Jakże kontrastują ze sobą te dwa obrazki. Czyż ten drugi nie jest najlepszym argumentem na rzecz pierwszego? Tak, ulice Mińska w sobotni Dzień Wolności obchodzony przez środowiska niezależne Białorusi to wielki krzyk za europejską jednością. Kiedyś, owszem, Unia może i miała być plastrem na pokaleczone wojnami ciało Europy. Z czasem stała się instrumentem jedności i wyrównywania szans. Ale dziś to jeszcze coś więcej. Unia to klub państw przyzwoitych, honorujących polityczną wolność, demokratyczne standardy, prawa człowieka. Ulice Mińska, a nawet Kijowa, by nie wspomnieć o Moskwie, są po przeciwnej stronie. Tam wciąż obowiązuje turański model polityki. Rządzi autokracja i arbitralność władzy. Czy naprawdę z perspektywy Paryża, Berlina, Warszawy tego nie widać?
Dlatego dziwię się tym, którzy igrają z jednością Unii. Podważają sens wspólnoty zasad. Zwłaszcza tu, nad Wisłą, czyż białoruski przykład nie jest dostatecznie wyraźny? Tak, Białoruś może się wydarzyć i tu, jeśli do tego doprowadzimy. Dlatego chrońmy nasz euroentuzjazm jak tylko się da. Bójmy się zarazy krzywych min i straszenia Niemcami. Suwerennie podjęliśmy ten wybór, jesteśmy w Unii zasad i przede wszystkim ze względu na zasady. Deklaracja rzymska to oczywiście żadna rewolucja, choć fakt, że odpowiada na płynące z Wyszehradu postulaty, ma swoje znaczenie. Jedność, równe prawa, szacunek dla narodowego parlamentaryzmu to dobre znaki dla nas wszystkich. Także wybór wspólnych kierunków przekonuje. Bezpieczeństwo granic zewnętrznych, walka z terroryzmem, troska o wspólny rynek, przeciwdziałanie wykluczeniom. To jasno sprecyzowane zadania.

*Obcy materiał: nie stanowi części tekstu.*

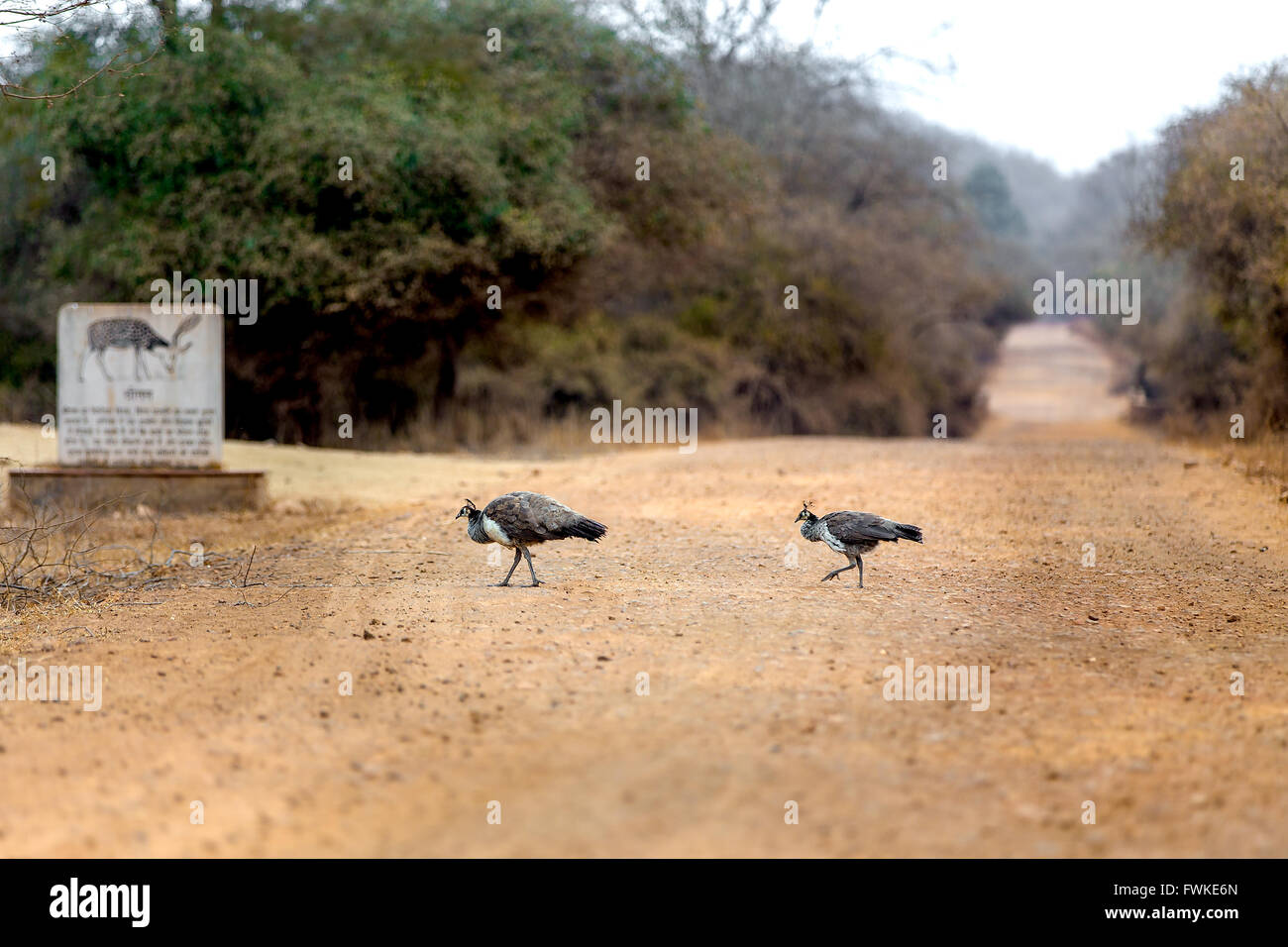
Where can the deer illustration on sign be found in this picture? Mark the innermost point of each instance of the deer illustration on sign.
(138, 335)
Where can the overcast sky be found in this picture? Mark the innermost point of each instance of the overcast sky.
(1068, 81)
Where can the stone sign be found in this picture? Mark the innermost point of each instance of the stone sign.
(138, 388)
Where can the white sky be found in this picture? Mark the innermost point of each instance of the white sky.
(1069, 81)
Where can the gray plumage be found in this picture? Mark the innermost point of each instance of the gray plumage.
(853, 534)
(522, 519)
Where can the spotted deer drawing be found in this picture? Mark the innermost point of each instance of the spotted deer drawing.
(138, 335)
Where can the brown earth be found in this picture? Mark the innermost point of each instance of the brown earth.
(1109, 684)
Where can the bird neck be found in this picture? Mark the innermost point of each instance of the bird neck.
(476, 527)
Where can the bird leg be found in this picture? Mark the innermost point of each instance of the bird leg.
(535, 579)
(833, 574)
(513, 566)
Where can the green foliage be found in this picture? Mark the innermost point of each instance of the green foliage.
(991, 196)
(476, 169)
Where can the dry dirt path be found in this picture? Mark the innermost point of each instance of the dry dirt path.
(1109, 684)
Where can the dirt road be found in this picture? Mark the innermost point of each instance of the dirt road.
(1109, 684)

Teraz trzeba przejść do szukania odpowiednich narzędzi, by wprowadzić je w życie. To wielkie zadanie także dla polskiego rządu. Rzym powinien natchnąć nas do szczegółowej debaty nad tym, jak kreować politykę wewnętrzną i jakie mechanizmy integracji wspierać, by Unia była coraz bardziej nasza, a my coraz mocniej w Unii. Nawołuję do odrzucenia dogmatów. Przeprowadzenia dyskusji o narodowej strategii unijnej i próby budowy konsensu ponad podziałami. Europejska armia? Poszerzenie strefy euro? Solidarność energetyczna? Jest jeszcze wiele tematów w debacie, do której zachęca Jean-Claude Juncker, a która jest naturalną konsekwencją Rzymu. Polska musi zabrać w niej mocny głos. Nie mamy innego wyjścia.